Johnson could justifiably claim to have clinched a withdrawal agreement with the European Union. Yet this achievement is being called into question by the Johnson administration’s breach of the customs clearance agreement under the Northern Ireland Protocol. Instead of carrying out customs inspections in the Irish Sea, the British government introduced “green lane” and “red lane” arrangements for exports to Northern Ireland and the Republic of Ireland, thus breaching the land-based customs-free arrangement enshrined in the Northern Ireland Protocol. The British government’s breach of an international agreement has led the European Union to launch at least five infringement procedures against the United Kingdom.

Now that the Conservative Party leadership contest has been whittled down to two candidates — former chancellor of the exchequer Rishi Sunak and Foreign Secretary Liz Truss — an intensifying slugfest between the two finalists is heating up. Sunak, who was initially honest in issuing warnings about an impending “national emergency” (quite rightly so, given the likelihood of Britain facing a winter of discontent arising from raging inflation, anemic growth, and a food and fuel shortage), had switched to wooing Truss’ supporters by playing up the “China threat”. Instead of putting forward down-to-earth, workable solutions for the country’s myriad economic and social problems, both have sought to blame others for their inability to turn around their country. Blame China for Britain’s irreversible decline into a second- or third-tier power. Blame the EU for long delays in customs and immigration clearance at Dover. France rightly retorted — who wanted to exit the EU?

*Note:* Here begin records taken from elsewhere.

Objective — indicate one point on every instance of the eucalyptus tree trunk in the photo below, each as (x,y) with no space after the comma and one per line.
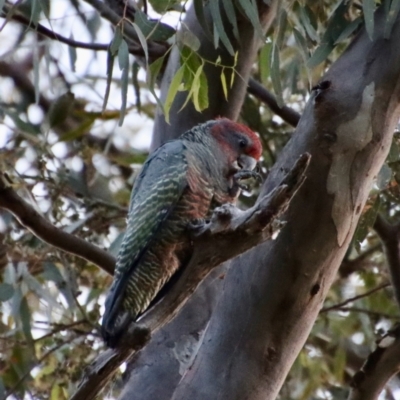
(238,337)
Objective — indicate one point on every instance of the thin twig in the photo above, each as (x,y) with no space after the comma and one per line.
(43,229)
(155,49)
(366,311)
(289,115)
(360,296)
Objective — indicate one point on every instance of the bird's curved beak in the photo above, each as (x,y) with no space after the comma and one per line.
(246,162)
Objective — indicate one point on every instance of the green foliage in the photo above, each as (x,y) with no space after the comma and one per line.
(68,151)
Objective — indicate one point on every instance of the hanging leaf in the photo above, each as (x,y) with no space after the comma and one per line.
(224,85)
(172,91)
(136,86)
(124,94)
(161,6)
(350,28)
(72,55)
(6,291)
(123,55)
(336,25)
(116,42)
(264,62)
(282,23)
(153,29)
(202,93)
(275,74)
(219,25)
(307,24)
(36,75)
(199,11)
(250,9)
(391,18)
(25,318)
(152,74)
(60,109)
(142,41)
(110,67)
(186,38)
(232,18)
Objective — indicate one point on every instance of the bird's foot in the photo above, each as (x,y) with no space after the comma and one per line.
(244,175)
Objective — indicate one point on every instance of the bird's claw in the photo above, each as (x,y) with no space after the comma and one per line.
(246,174)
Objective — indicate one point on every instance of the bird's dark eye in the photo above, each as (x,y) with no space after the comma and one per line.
(242,143)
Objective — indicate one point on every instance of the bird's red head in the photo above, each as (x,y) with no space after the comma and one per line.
(233,136)
(240,144)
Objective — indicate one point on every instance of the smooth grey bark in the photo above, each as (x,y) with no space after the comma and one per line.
(172,349)
(271,296)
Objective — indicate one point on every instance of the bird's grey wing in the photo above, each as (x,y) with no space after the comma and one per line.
(156,191)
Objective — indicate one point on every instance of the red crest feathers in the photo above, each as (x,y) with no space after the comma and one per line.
(226,125)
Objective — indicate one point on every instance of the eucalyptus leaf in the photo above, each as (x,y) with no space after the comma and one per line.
(124,94)
(369,9)
(6,291)
(110,67)
(153,29)
(72,55)
(116,42)
(172,91)
(275,74)
(219,25)
(142,41)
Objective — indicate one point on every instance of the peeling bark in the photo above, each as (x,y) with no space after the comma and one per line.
(271,296)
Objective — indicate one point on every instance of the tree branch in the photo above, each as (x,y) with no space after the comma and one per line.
(379,367)
(155,49)
(389,235)
(229,233)
(360,296)
(289,115)
(43,229)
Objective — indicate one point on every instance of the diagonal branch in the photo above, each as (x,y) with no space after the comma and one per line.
(229,233)
(43,229)
(289,115)
(155,49)
(360,296)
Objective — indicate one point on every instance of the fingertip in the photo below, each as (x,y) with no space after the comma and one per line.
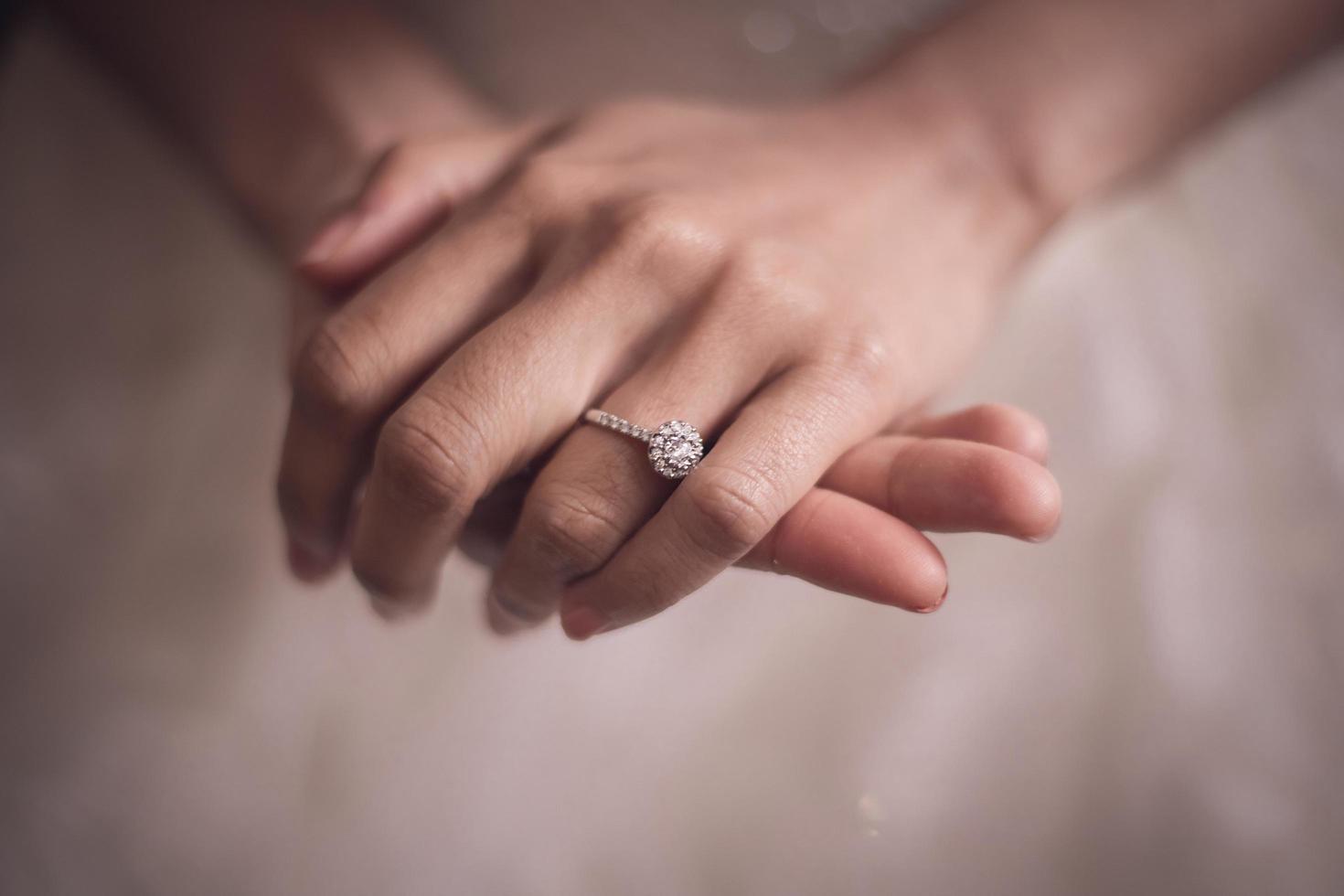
(392,603)
(308,564)
(581,621)
(1031,501)
(328,243)
(1003,426)
(1015,430)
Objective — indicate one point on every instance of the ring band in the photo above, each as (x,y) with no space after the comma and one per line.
(675,448)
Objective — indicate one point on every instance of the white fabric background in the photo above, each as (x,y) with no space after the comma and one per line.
(1151,703)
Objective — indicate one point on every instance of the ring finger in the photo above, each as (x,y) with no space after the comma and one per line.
(600,488)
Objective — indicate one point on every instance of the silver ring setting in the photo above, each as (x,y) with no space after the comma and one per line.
(675,448)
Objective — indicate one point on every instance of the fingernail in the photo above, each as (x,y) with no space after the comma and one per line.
(583,623)
(306,563)
(329,240)
(937,603)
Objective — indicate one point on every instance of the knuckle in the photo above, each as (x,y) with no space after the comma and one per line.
(420,460)
(1012,429)
(540,182)
(575,531)
(328,379)
(765,272)
(863,360)
(729,513)
(661,232)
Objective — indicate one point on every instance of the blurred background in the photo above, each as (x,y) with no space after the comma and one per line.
(1151,703)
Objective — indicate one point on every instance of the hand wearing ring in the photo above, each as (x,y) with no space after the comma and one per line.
(745,272)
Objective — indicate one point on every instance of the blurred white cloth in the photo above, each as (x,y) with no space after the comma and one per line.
(1148,704)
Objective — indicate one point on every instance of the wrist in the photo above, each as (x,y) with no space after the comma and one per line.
(914,117)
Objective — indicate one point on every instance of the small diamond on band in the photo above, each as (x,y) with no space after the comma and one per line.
(675,448)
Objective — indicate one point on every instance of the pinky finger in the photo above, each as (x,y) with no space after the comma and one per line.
(843,544)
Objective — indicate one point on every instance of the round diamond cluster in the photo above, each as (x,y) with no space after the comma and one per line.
(675,449)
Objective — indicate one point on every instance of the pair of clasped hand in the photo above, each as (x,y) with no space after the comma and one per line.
(795,283)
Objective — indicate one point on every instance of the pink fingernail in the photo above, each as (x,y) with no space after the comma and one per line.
(329,240)
(308,564)
(583,623)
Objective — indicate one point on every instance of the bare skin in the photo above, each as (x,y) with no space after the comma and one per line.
(797,281)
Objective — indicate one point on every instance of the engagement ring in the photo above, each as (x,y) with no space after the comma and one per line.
(675,448)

These candidates are behaving increasingly like compulsive liars — telling their voters that they can tame inflation, lower taxation, and increase welfare at the same time, just as Boris Johnson and other Brexiteers had told their constituents Britain would be great again, recover its sovereignty and reinvigorate growth after losing access to the European market. To further sink the credibility of the British political system, the 1922 Committee of backbenchers and the Conservative Party Board have changed the rules for the September leadership election to allow a second vote and non-British party members to vote. That is brazen rigging of the electoral system to give possibly Rishi Sunak an advantage. The change of rules has been described as a “distortion of democracy”.

I cannot see how democracy in whatever form can be sustainable if key players seek to win by subverting democratic institutions. This is happening not only in Britain but across many states in America. Last year, more than 100 renowned American democracy scholars issued statements of concern about changes of electoral laws in many states that would result in interference in elections, “partisan gerrymandering, dark money and voter suppression”. Solving domestic problems has apparently become so difficult in a system riven with internecine rivalry and divisions that candidates have to resort to lying to their voters or blaming others, or both, to win. The sun has not only set on the British Empire; it is setting on its once-proud political system.